Women ski jumpers can’t compete in the 2010 Olympics. While this seems unfair, it might actually be a good thing

By Erin McDermid

On Monday November 30th, 2009


Illustration By Graham RoumieuI’m glad the women ski jumpers can’t compete in the 2010 Olympics.

I must admit those aren’t exactly words I thought I would utter when I first heard about their plight. In July, the Hon. Lauri Ann Fenlon of the Supreme Court of British Columbia ended the women’s bid to compete in this February’s Olympics. But after reading her ruling in the matter of Sagen v. Vancouver Organizing Committee for the 2010 Olympic and Paralympic Winter Games, I found myself uttering that very thing.

In May 2008, 15 past and current female ski jumpers filed a lawsuit against the Vancouver Organizing Committee (VANOC) for excluding their sport from the XXI Winter Olympiad. They argued that their equality rights under Sec. 15 of the Charter were being violated because the 2010 Games will host three ski jumping events for men and none for women. On November 13, the case was dismissed by the B.C. Court of Appeal.

VANOC had excluded women’s ski jumping — which has never been an Olympic event — because the sport did not meet the International Olympic Committee (IOC) criteria for inclusion in effect when Vancouver was granted the Games. According to those criteria, which continue to be applied in practice, a sport has to have a recognized international standing and have been included at least twice in world or continental championships. Although men’s ski jumping also fails to meet the criteria, these events are protected by a grandfathering provision in the Olympic Charter.

Fenlon concluded that while excluding women was discriminatory, VANOC was not in breach of the Charter. The reason: VANOC is governed by the IOC and the Charter does not apply to either the IOC or its charter rules. As Fenlon stated, VANOC cannot be “under a duty to distribute equally what it has no power to provide.” And so the women ski jumpers remain out in the cold.

Merely a recreational athlete myself, I can’t profess to know the heartache of being the best in your sport, only to miss out on the opportunity to showcase it at the highest level. But I do recall my days as a high school athlete: the men’s teams received the majority of school funding, while my teammates and I had to shell out our own cash for our warm-up uniforms.

Given the sympathy I feel for women athletes, why am I happy with the decision?

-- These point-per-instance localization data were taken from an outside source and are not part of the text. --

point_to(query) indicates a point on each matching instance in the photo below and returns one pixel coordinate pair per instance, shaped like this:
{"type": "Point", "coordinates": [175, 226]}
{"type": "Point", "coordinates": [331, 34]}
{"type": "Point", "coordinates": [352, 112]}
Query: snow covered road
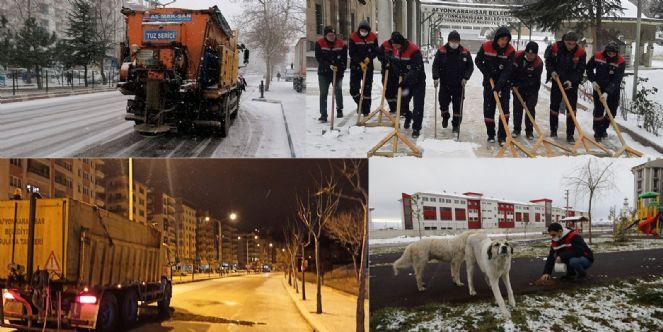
{"type": "Point", "coordinates": [94, 125]}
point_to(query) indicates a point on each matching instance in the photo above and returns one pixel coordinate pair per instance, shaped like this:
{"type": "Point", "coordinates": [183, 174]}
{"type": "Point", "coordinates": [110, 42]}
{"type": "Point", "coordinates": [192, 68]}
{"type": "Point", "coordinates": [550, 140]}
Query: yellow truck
{"type": "Point", "coordinates": [67, 265]}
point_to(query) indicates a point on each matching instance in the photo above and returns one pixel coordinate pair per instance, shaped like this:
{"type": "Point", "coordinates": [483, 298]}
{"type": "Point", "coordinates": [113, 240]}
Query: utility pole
{"type": "Point", "coordinates": [636, 61]}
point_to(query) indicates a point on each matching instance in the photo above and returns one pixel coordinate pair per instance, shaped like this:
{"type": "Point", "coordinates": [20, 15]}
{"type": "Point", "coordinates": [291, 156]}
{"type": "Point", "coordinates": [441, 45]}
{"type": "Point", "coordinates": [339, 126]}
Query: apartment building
{"type": "Point", "coordinates": [471, 210]}
{"type": "Point", "coordinates": [80, 179]}
{"type": "Point", "coordinates": [117, 198]}
{"type": "Point", "coordinates": [647, 177]}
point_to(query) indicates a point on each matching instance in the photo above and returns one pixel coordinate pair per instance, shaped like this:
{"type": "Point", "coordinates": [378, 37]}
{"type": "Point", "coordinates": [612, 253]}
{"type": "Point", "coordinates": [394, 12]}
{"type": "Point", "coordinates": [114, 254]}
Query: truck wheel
{"type": "Point", "coordinates": [107, 316]}
{"type": "Point", "coordinates": [164, 305]}
{"type": "Point", "coordinates": [129, 307]}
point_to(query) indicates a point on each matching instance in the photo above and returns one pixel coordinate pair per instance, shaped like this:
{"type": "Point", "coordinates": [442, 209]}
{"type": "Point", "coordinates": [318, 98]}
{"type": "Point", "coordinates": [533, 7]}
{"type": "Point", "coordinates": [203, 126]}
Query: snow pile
{"type": "Point", "coordinates": [624, 306]}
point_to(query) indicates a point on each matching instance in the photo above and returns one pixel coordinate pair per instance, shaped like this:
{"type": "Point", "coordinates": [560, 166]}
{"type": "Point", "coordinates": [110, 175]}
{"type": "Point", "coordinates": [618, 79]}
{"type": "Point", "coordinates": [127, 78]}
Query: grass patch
{"type": "Point", "coordinates": [647, 294]}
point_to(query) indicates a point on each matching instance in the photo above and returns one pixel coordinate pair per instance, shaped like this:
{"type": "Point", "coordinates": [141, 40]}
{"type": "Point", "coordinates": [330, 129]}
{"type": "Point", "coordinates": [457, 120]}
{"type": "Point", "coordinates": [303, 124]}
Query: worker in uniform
{"type": "Point", "coordinates": [495, 60]}
{"type": "Point", "coordinates": [385, 55]}
{"type": "Point", "coordinates": [410, 65]}
{"type": "Point", "coordinates": [452, 68]}
{"type": "Point", "coordinates": [568, 247]}
{"type": "Point", "coordinates": [605, 70]}
{"type": "Point", "coordinates": [527, 71]}
{"type": "Point", "coordinates": [363, 50]}
{"type": "Point", "coordinates": [565, 60]}
{"type": "Point", "coordinates": [331, 54]}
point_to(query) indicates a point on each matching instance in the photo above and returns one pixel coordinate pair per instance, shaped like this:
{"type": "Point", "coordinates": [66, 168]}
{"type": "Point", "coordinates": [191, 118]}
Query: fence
{"type": "Point", "coordinates": [59, 79]}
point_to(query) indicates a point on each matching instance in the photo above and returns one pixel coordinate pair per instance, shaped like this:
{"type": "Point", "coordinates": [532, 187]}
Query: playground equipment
{"type": "Point", "coordinates": [648, 216]}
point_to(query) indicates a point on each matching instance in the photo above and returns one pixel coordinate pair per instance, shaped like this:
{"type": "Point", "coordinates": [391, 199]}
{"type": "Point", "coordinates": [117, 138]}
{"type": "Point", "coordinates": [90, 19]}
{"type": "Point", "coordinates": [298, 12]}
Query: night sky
{"type": "Point", "coordinates": [261, 191]}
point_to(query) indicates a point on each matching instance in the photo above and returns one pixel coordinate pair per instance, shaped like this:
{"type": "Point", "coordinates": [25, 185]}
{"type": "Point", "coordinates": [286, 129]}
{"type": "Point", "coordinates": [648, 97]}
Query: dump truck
{"type": "Point", "coordinates": [182, 66]}
{"type": "Point", "coordinates": [67, 265]}
{"type": "Point", "coordinates": [299, 66]}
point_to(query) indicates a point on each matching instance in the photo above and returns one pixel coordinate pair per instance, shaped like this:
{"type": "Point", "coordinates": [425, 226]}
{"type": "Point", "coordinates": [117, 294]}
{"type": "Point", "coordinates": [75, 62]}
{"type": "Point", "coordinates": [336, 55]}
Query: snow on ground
{"type": "Point", "coordinates": [356, 142]}
{"type": "Point", "coordinates": [622, 306]}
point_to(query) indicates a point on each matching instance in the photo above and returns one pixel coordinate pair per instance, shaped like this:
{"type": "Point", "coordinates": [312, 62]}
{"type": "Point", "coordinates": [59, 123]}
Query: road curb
{"type": "Point", "coordinates": [16, 99]}
{"type": "Point", "coordinates": [317, 326]}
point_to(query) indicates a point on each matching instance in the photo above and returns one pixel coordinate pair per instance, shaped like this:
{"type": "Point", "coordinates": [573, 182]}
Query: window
{"type": "Point", "coordinates": [445, 214]}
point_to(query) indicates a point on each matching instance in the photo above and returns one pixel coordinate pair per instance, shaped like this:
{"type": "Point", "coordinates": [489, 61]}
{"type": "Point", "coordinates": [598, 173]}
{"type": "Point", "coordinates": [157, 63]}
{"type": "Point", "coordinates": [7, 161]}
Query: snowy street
{"type": "Point", "coordinates": [351, 141]}
{"type": "Point", "coordinates": [94, 125]}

I struggled with this for some time before I realized my problem. It wasn’t the technical legal arguments or even the Charter analysis, which like any red-blooded law school nerd, I actually loved. I was struck instead by the plaintiffs’ strategy — and I was incensed by it.

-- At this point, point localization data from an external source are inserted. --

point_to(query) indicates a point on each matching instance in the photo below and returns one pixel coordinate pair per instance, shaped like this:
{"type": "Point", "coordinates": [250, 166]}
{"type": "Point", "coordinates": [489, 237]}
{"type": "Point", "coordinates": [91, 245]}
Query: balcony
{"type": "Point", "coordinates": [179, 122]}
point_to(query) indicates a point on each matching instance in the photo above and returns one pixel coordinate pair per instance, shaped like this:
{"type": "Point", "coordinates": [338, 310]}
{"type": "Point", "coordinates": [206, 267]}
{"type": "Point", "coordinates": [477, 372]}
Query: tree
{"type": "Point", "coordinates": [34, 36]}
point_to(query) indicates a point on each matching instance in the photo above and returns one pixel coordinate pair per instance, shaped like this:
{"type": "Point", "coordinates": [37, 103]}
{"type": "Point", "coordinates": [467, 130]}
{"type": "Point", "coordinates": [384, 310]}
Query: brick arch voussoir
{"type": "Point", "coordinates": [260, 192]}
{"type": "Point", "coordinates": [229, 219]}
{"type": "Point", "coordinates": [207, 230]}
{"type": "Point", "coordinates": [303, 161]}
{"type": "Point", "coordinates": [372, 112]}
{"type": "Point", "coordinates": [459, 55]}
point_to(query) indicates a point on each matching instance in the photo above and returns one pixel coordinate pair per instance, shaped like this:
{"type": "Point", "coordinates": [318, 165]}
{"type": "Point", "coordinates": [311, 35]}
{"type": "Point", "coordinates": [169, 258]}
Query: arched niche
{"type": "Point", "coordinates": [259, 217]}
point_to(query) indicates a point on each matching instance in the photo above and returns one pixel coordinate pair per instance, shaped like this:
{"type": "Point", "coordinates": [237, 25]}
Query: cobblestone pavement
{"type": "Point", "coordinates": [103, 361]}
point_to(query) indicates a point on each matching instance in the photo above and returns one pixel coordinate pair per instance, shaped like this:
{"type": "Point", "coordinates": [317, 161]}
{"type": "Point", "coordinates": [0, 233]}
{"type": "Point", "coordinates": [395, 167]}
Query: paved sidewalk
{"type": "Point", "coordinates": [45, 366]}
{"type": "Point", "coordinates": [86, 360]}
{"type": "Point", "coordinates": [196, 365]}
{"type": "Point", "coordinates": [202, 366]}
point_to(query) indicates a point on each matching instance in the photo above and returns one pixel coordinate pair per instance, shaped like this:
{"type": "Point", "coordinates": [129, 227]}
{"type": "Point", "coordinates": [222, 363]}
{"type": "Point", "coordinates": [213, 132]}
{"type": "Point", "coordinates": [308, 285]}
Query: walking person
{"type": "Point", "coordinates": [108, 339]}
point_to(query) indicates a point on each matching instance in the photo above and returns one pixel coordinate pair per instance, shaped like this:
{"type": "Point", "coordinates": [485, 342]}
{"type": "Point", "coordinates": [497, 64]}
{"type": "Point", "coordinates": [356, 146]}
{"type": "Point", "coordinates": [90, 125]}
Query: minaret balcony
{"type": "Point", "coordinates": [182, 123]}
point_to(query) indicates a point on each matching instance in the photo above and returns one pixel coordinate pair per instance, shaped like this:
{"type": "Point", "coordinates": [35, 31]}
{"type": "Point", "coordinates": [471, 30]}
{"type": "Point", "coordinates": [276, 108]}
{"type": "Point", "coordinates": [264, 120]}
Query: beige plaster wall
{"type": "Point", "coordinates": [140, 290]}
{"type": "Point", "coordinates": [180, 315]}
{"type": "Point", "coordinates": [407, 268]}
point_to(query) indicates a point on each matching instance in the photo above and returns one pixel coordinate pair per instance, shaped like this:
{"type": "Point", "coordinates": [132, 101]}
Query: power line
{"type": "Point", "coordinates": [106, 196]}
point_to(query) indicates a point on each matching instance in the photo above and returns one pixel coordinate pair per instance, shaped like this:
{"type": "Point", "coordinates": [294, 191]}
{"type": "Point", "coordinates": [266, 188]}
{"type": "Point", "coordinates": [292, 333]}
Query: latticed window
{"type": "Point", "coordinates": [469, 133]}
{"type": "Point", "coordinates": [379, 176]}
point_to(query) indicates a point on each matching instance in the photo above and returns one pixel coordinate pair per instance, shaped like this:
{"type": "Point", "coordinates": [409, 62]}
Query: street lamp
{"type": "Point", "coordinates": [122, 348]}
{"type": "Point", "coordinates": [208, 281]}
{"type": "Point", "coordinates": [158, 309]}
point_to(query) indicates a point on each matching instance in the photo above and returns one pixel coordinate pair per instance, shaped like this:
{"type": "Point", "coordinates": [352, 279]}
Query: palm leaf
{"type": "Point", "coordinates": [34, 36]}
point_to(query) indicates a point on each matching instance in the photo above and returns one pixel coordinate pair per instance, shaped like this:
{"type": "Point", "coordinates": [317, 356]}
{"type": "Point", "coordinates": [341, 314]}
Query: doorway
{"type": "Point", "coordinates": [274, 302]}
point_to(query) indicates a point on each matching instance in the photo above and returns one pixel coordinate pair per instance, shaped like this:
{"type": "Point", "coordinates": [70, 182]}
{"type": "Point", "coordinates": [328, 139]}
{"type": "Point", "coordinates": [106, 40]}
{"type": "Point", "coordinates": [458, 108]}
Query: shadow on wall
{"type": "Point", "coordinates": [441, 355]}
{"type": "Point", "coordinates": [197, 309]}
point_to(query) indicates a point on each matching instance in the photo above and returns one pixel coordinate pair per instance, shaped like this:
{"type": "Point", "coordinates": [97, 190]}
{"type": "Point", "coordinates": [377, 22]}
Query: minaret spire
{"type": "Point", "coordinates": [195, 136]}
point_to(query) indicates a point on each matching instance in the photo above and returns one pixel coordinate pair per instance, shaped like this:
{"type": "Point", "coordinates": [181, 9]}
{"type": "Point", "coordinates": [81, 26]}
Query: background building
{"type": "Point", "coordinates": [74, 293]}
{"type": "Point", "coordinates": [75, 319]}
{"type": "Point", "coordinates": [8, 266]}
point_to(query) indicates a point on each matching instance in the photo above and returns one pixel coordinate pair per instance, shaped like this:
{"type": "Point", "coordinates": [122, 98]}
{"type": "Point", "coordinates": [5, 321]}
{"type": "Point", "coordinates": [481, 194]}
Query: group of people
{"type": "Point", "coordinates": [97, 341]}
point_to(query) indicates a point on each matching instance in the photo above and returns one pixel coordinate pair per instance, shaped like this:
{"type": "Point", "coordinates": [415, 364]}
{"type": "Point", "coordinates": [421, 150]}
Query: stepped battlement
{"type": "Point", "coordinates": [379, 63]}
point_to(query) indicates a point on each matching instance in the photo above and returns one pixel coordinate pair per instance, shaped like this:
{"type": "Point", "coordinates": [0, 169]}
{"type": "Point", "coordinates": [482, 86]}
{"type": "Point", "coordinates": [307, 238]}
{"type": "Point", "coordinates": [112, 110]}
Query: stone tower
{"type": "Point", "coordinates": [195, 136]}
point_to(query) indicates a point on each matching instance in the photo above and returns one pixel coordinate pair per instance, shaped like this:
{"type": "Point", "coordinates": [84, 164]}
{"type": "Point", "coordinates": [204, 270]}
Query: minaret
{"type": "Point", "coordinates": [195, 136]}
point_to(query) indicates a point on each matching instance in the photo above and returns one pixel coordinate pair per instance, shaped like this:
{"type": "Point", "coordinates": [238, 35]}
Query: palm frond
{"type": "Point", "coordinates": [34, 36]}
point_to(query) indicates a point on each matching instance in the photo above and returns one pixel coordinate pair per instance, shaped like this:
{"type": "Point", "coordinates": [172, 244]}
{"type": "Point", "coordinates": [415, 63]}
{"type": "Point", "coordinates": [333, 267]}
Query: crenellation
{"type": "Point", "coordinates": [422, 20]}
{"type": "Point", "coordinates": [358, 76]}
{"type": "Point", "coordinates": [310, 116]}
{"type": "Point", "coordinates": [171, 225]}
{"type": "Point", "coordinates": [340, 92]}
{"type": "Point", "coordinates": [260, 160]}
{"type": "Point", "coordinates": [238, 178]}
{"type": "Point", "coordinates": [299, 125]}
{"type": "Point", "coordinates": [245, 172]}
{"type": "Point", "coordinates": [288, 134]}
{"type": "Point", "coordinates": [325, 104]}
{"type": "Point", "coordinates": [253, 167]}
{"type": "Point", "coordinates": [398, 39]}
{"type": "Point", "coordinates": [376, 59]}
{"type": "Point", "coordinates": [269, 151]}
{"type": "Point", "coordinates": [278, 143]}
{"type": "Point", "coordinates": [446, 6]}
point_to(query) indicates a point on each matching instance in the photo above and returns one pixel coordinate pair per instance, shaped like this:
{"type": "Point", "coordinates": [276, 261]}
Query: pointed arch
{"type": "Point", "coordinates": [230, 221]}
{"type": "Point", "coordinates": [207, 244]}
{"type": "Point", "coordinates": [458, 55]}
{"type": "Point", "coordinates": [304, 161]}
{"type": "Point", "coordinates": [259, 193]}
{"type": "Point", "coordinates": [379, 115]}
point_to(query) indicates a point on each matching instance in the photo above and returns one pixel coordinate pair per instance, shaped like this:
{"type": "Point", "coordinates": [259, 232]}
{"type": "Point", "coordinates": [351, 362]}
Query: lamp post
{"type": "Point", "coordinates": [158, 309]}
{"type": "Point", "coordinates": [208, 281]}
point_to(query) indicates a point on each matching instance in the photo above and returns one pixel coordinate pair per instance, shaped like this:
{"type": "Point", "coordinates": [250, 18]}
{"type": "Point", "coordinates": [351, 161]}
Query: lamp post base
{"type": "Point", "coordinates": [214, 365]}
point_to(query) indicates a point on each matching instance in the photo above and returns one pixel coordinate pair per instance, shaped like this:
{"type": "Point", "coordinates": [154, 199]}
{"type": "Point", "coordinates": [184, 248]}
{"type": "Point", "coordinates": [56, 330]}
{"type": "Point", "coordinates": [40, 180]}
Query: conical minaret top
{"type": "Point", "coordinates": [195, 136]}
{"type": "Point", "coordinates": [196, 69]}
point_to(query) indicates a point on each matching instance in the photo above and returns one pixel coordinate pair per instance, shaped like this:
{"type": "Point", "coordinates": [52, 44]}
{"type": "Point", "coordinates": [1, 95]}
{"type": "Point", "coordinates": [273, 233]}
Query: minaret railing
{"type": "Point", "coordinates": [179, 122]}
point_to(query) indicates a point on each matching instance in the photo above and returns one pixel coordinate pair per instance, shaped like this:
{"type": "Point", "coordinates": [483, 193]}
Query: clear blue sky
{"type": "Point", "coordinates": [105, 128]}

In their quest for equality, the women were hoping to create a domino effect. According to Justice Fenlon’s decision, the plaintiffs knew that VANOC could not force the IOC to add women’s ski jumping to the Games.

Rather, they hoped that a ruling in their favour would exert enough pressure on VANOC to cancel the men’s events. Then the IOC, faced with the undesirable option of having no ski jumping events at all, would allow the women to compete.

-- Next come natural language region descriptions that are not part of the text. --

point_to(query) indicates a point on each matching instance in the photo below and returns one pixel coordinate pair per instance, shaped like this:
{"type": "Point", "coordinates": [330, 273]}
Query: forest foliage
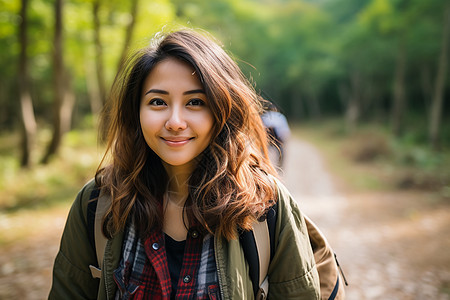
{"type": "Point", "coordinates": [383, 62]}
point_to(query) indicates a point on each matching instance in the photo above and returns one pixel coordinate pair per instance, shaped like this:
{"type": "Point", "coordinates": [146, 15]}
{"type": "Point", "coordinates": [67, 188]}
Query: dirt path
{"type": "Point", "coordinates": [390, 245]}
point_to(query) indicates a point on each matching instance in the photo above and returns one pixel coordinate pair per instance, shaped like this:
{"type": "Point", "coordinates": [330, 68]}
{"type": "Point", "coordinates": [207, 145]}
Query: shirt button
{"type": "Point", "coordinates": [194, 234]}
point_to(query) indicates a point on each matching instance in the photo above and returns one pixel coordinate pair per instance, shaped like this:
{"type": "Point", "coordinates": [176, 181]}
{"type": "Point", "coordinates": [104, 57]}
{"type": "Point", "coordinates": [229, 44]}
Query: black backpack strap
{"type": "Point", "coordinates": [248, 243]}
{"type": "Point", "coordinates": [91, 209]}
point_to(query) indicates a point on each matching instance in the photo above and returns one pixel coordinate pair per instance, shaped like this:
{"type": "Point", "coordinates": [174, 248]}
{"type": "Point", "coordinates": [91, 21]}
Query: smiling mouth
{"type": "Point", "coordinates": [177, 141]}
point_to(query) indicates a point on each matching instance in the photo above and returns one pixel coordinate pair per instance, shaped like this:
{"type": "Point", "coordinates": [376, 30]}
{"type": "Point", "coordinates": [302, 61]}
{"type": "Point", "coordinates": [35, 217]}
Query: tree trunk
{"type": "Point", "coordinates": [399, 105]}
{"type": "Point", "coordinates": [128, 33]}
{"type": "Point", "coordinates": [63, 98]}
{"type": "Point", "coordinates": [438, 95]}
{"type": "Point", "coordinates": [95, 100]}
{"type": "Point", "coordinates": [26, 104]}
{"type": "Point", "coordinates": [99, 51]}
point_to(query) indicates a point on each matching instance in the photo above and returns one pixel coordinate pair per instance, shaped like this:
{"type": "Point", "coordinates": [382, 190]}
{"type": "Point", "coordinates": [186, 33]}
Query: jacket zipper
{"type": "Point", "coordinates": [216, 242]}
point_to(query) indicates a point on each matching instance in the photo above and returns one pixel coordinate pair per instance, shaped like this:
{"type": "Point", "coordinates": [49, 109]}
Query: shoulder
{"type": "Point", "coordinates": [87, 192]}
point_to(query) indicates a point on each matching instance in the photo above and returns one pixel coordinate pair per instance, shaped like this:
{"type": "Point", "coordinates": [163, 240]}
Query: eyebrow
{"type": "Point", "coordinates": [157, 91]}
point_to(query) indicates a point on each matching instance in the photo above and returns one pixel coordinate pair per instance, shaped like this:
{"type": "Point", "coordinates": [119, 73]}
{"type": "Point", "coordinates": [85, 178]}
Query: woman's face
{"type": "Point", "coordinates": [174, 114]}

Such a plan ran the very real risk of making the men ski jumpers the real losers here. It reminds me of Alexis de Tocqueville’s famous quote, “Americans are so enamored of equality that they would rather be equal in slavery than unequal in freedom.”

I doubt the women ski jumpers want to see their sport cancelled altogether. Rather, they took this route because they lacked any alternatives. But no matter their strategy or the desired outcome, if I were judging their performance, I’d give the ski jumpers a low score for their technique.

Erin McDermid is an associate at McKenzie Lake Lawyers LLP in London, Ontario. The majority of her practice is in sports law where she works closely with Prof. Richard H. McLaren. She also practices commercial litigation and franchise law.